Of course I'd like to see tourists visiting Mexil to pay decent prices for these tools. Those of you in the travel business are granted permission to use my photos in your own promotional literature. To reach Mexil, just come to Yokzonot and take the only paved road southward.


Last Monday morning I arrived in Pisté at 9 AM for my weekly ciber connection, but my usual ciber wasn't open. "Gone to Valladolid to do her banking," the señora in the adjoining eatery told me. Bankless Pisté, sitting beside Chichén Itzá, one of the world's archeological wonders, hosts at least seven tourist- favoring cibers, but last Monday all were closed. For the next three hours I drifted between them until finally one opened and you got your Newsletter.

During my roaming from locked door to locked door I thought a lot about patience. Is it really a virtue? If I let myself, I can get real impatient, so patience is something I've had to learn to keep from fretting myself into a stew.

When a question like "Is patience a virtue?" dawns on me, I welcome it, because it offers a chance to practice the process of seeking guidance in Nature. Nature offers the soundest advice on everything, so it's important to keep in practice ferreting out that advice, and interpreting it.

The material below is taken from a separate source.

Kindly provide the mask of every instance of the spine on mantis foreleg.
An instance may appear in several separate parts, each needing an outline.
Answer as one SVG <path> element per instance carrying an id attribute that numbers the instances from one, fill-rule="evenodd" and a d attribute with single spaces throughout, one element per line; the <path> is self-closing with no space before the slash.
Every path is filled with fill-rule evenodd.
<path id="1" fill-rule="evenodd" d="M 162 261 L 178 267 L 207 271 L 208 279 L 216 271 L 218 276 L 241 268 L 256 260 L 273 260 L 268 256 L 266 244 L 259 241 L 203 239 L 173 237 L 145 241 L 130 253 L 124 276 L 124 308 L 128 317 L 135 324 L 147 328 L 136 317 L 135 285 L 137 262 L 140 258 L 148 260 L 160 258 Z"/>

My first thought was that, no, Nature shows little patience. Life on Earth arose as soon as the planet cooled enough to sustain it. Global warming seems to be destroying things much faster than anyone had predicted. When a system's ecology drifts out of whack, things go extinct and there's no second chance. Where's "patience" in all this?

As I digested that, a contrary thought came out of nowhere: Nature is like the old-time clockmakers I've run into back in Germany's Black Forest region who meticulously, obsessively or maybe passionately worked very long hours, nearly all their waking hours, and that kind of work required enormous patience, so Nature IS patient in that way.

There must be at least two kinds of patience: The type needed to deal with closed ciber doors, and; the clockmaker kind. The first one seems strictly confined to the interiors of human heads but the clockmaker kind is clearly eternal, the whole Universe in all its perfection having been created with it.

Therefore, here's what Nature says to me: If you want to be impatient about something as trivial as closed cibers, go ahead, you'll make yourself miserable but it's irrelevant to the rest of the Universe. However, if you want to live in harmony with the flow of the Universe, then be like a clockmaker conducting your life -- not rushed, but working at it steadily, meticulously.

Somehow getting that clear in my mind for the first time was liberating. What began as vexation over the internet's inaccessibility now morphed into time I had to unhurriedly take account of all around me: And, how blue the sky! How delightful the hot breeze blowing through town, the odors of hot tortillas, frying onions and sizzling chili sauce drifting down the street, and look at those Black Vultures circling high over town and the old man clanging his little tin bell selling fruit-flavored ices from his white pushcart, and how lovely the habitual good nature of everyone I meet, how alive they all are, me too, right now and here in Pisté, closed cibers or not...

So, that's how asking a question to Nature often turns out, I've found. You begin with a simple query, probably She shows you that the query's premise misses the point to begin with, but then to make you feel better She gives you an insight, and at the end of the day you feel a lot better just because you've been fooling with Mama Nature!